Um crime de raça e de classe

Imagem: ColeraAlegria
Whatsapp
Facebook
Twitter
Instagram
Telegram

Por OSVALDO COGGIOLA*

Comentário sobre o assassinato de João Alberto Silveira Freitas

O assassinato de João Alberto Silveira Freitas, homem negro conhecido como Beto pelos amigos, espancado e morto a 19 de novembro por seguranças brancos em unidade do supermercado Carrefour em Porto Alegre, suscitou uma onda de indignação nacional. Beto tinha 40 anos e deixa a sua mulher, Milena Borges Alves, 43 anos, cuidadora de idosos. Beto morava com a sua mulher em uma comunidade na Vila Farrapos, zona norte de Porto Alegre, onde era bastante querido pelos vizinhos. Ele ganhava a vida com bicos, em pequenos trabalhos feitos como pintor e pedreiro. Os seguranças bateram a cabeça dele no chão por diversas vezes e Beto clamava por socorro e pedia para respirar, na presença de sua mulher, que foi impedida de se aproximar.

Os assassinos, um homem de 24 anos e outro de 30 anos, foram presos em flagrante. Um deles é policial militar e foi levado para presídio militar. O outro é segurança da loja e está em prédio da Polícia Civil. A investigação trata o crime como homicídio qualificado. Nas imagens que circulam nas redes, é possível ver os dois homens vestindo roupa preta, comumente usada por seguranças, dando socos no rosto da vítima, que está no chão. Uma mulher que estava próxima filmou a ação dos agressores. Em seguida, já com sangue espalhado pelo chão, outras pessoas apareceram em volta do homem agredido, enquanto os agressores continuavam tentando imobilizá-lo no chão. Uma equipe do Samu tentou reanimar o homem depois do espancamento, mas ele morreu no local. Análises iniciais dos departamentos de Criminalística e Médico-Legal do Instituto-Geral de Perícias (IGP) do Rio Grande do Sul apontaram asfixia como causa da morte. Como no caso de George Floyd nos EUA, que se revela um padrão internacional.

Os elementos racistas do crime são gritantes. Carrefour, multinacional de origem francesa, possui um histórico de casos de violência racial nas suas dependências, apesar das inúmeras manifestações e denúncias dos movimentos negros sobre as práticas racistas. O crime de 19 de novembro reafirma a existência de um padrão institucionalizado de desrespeito e violência destinado à população negra por parte dessa multinacional. Que vem de longe. Em 2009, tomado por suspeito de um crime impossível – o roubo do seu próprio carro – o funcionário da USP, Januário Alves de Santana, negro, foi submetido a uma sessão de espancamentos com direito a socos, cabeçadas e coronhadas, por cinco seguranças do Hipermercado Carrefour de São Paulo. Os exemplos, dezenas e denunciados, poderiam se multiplicar.

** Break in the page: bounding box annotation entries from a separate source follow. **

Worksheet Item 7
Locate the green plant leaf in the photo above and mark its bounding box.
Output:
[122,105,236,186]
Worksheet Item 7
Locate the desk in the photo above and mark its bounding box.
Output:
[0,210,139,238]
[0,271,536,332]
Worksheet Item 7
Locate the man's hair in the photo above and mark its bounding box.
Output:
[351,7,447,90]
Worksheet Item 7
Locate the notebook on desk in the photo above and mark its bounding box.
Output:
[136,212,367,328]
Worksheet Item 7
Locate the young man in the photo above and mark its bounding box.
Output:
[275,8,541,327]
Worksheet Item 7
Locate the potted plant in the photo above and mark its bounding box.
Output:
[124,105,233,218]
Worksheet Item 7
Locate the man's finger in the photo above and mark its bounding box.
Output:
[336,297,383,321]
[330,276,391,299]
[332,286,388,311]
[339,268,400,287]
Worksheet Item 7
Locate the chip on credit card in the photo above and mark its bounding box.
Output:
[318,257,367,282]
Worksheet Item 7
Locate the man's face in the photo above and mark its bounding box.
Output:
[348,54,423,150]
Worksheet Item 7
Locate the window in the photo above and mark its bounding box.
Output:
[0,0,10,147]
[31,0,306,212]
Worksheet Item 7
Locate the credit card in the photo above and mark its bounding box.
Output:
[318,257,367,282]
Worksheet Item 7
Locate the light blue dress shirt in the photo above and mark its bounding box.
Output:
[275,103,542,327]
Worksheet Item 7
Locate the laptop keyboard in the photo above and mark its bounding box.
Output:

Não se deve esquecer, porém, que os assassinos, incluindo o PM que ali se encontrava “trabalhando” ilegalmente (com pleno conhecimento da firma empregadora, que deveria ser levada à Justiça apenas por esse motivo) agiam segundo ordens e treinamento fornecidos pela empresa terceirizada de segurança à serviço do hipermercado, chamada Vetor, e pelo próprio Carrefour. Explorados transformados em assassinos de outros explorados, em função do lucro capitalista. Se trata de um padrão de “proteção da propriedade”. A bestialidade à serviço do lucro capitalista, nos mínimos detalhes e até o último centavo, inclusive diante da suspeita (que não passava disso, presumivelmente) de perda de uns míseros caraminguás.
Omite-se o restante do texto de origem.